Joe Trentacosta not only encourages a hack into Southern Maryland Electric Cooperative’s computer network—the co-op foots the bill for it.
And other co-ops would do well to follow suit, said Trentacosta, senior vice president and chief information officer at the Hughesville, Md.-based co-op.
That’s because a well-executed hack by a co-op contractor can expose system weaknesses before bad guys exploit them, he said during a presentation at the Regions 1 & 4 meeting.
“We get a third-party organization and we hire them to try to penetrate our network from the outside.
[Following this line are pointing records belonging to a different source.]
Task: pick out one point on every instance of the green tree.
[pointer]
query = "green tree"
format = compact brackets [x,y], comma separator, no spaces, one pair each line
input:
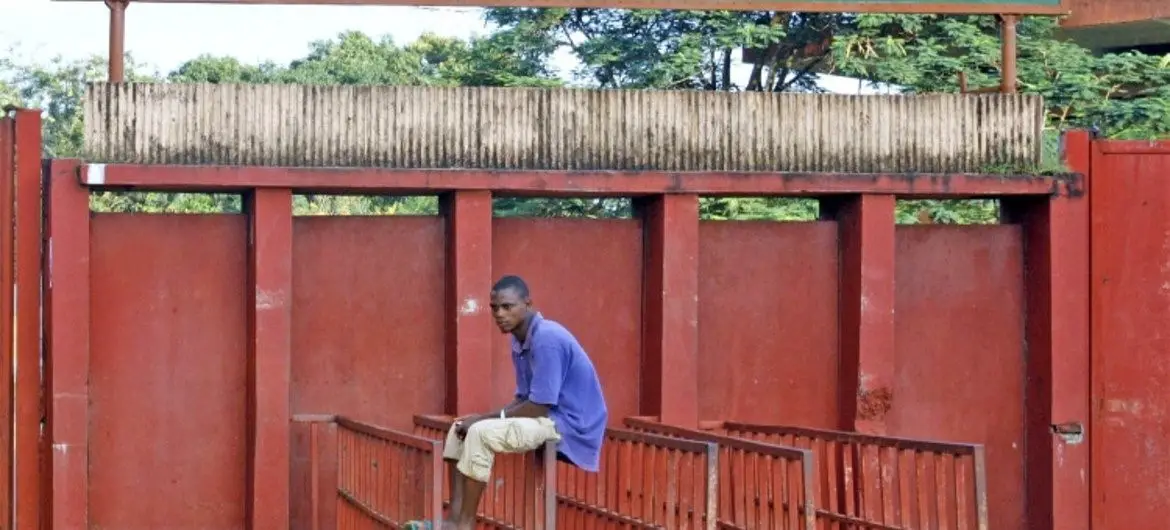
[1126,95]
[681,49]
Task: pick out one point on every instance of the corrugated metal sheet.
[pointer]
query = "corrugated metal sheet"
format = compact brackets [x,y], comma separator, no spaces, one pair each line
[557,129]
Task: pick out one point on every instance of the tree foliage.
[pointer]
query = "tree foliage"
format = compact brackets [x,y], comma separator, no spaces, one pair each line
[1123,95]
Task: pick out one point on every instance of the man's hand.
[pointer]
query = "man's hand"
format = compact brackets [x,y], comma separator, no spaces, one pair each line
[465,422]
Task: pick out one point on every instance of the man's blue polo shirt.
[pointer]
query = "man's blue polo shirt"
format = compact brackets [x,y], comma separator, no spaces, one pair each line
[553,370]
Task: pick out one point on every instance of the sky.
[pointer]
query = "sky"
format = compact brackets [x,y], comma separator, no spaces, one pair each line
[164,36]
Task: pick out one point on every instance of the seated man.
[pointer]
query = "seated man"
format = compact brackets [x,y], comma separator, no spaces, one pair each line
[558,397]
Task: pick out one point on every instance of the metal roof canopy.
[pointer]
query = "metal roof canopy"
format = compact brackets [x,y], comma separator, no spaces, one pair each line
[1006,9]
[1016,7]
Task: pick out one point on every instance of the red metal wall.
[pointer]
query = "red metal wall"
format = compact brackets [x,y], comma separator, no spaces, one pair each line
[166,380]
[367,317]
[850,322]
[1130,429]
[959,356]
[768,321]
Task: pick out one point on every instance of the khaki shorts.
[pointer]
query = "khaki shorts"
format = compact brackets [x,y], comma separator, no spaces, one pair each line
[476,453]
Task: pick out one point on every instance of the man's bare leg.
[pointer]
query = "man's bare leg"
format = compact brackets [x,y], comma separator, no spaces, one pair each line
[456,491]
[472,490]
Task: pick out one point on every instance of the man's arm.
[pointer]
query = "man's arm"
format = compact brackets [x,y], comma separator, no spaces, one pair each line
[544,389]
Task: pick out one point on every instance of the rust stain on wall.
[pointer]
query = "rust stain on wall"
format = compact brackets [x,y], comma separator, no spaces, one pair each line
[557,129]
[874,404]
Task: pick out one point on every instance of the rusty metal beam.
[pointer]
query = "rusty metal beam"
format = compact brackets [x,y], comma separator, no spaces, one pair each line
[971,7]
[117,59]
[570,183]
[1007,48]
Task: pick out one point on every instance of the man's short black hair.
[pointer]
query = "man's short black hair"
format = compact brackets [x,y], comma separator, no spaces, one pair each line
[511,282]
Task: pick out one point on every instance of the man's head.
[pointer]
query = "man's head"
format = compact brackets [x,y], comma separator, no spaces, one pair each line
[510,303]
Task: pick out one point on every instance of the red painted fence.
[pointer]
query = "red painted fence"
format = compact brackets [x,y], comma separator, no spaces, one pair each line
[882,482]
[522,494]
[847,323]
[386,479]
[762,486]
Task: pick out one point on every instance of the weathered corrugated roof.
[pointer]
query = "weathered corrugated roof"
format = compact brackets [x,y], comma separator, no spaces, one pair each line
[557,129]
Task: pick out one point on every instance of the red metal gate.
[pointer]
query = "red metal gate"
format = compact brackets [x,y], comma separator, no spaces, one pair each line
[1130,431]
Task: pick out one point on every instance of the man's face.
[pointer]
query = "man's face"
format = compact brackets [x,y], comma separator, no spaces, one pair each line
[508,309]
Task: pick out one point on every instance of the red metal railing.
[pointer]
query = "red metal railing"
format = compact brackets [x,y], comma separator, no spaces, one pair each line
[762,486]
[386,479]
[886,483]
[646,481]
[521,494]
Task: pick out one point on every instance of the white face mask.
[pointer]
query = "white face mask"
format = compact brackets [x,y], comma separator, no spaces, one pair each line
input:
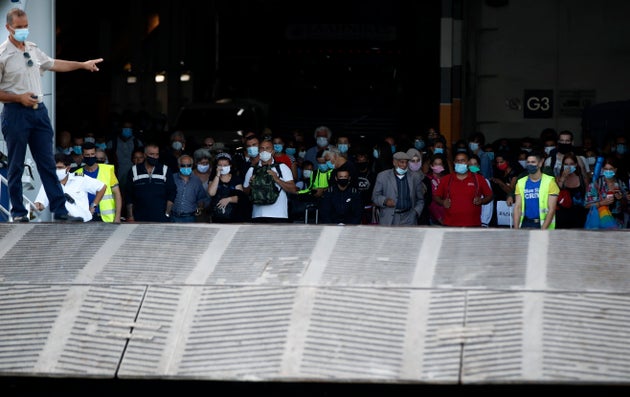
[265,156]
[61,173]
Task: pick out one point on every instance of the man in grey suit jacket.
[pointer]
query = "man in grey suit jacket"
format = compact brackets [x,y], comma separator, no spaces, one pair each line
[398,194]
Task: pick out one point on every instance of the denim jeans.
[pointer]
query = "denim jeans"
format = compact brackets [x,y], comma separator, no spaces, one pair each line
[24,126]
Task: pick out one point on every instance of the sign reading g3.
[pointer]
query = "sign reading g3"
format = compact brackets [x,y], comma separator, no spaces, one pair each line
[538,104]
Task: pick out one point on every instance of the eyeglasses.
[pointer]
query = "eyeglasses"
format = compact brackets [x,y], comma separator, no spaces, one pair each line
[29,61]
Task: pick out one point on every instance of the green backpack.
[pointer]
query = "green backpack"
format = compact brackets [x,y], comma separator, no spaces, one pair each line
[264,190]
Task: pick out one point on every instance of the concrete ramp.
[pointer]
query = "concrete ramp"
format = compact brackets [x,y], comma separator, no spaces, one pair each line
[311,303]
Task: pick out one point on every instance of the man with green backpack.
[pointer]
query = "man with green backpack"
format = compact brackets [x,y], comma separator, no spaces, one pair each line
[267,184]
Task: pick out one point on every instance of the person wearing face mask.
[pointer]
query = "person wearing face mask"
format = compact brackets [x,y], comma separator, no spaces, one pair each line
[366,178]
[536,197]
[341,203]
[318,181]
[175,149]
[250,152]
[487,210]
[201,168]
[122,148]
[228,201]
[553,163]
[25,119]
[336,161]
[462,194]
[191,197]
[150,190]
[109,208]
[476,144]
[437,168]
[571,213]
[282,179]
[609,190]
[323,136]
[76,189]
[504,181]
[77,153]
[398,194]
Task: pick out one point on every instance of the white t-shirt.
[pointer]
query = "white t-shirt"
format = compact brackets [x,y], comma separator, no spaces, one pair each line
[78,188]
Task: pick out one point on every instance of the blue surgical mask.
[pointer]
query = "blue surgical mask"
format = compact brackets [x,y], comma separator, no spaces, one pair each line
[127,132]
[265,156]
[461,168]
[252,151]
[474,168]
[21,34]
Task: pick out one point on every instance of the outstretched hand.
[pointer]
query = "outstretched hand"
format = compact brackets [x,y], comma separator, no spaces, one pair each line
[91,64]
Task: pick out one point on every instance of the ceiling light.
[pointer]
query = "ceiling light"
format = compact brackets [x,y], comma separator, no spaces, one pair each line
[160,77]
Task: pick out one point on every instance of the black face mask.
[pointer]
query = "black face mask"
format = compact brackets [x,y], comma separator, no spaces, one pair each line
[89,161]
[564,147]
[362,165]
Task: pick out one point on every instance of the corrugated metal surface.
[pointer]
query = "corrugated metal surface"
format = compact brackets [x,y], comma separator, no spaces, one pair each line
[296,303]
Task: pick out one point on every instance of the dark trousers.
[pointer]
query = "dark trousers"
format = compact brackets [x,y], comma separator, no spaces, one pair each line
[24,126]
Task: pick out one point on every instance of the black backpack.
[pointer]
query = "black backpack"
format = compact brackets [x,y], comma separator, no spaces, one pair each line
[264,190]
They simulate what a hacker would do to get into our network,” said Trentacosta. “They give us a report that says, ‘Here’s where you can make some improvements on the network.’ ”
If that sounds proactive, it’s because imagination and activism are important tools in the war against never-ending permutations of cyber crime, according to Trentcosta and Barry Lawson, associate director, power delivery and reliability at NRECA.
During the Sept. 9 session on “Why Cyber Security Should Be on Your Board Agenda,” Lawson told participants they need to understand cyber crime isn’t just about a massive attack that brings the electric grid to its knees.
That kind of event is far less likely to occur than a robotic troll through the Internet that searches for security vulnerabilities to wring personal and financial information from a co-op, he said.
It’s often simply a money thing, Lawson said—the going rate for a credit card number or Social Security number on the black market is $20 to $40.
“Small and rural doesn’t exclude you,” Lawson said. “We’re all vulnerable. The question is what do we do about it?”
In addition to simulating a hack, Trentacosta had other suggestions for co-ops, based on SMECO’s information security program.
The co-op’s security compliance director speaks at least once a year at the annual safety meeting to keep the issue on the front burner. Computer-based training for employees on security issues also is a regular feature, he said.
Pay special attention to tablets and smartphones, since employees and members increasingly use them to access co-op computer systems. “You have to have a policy that addresses these devices,” Trentacosta said.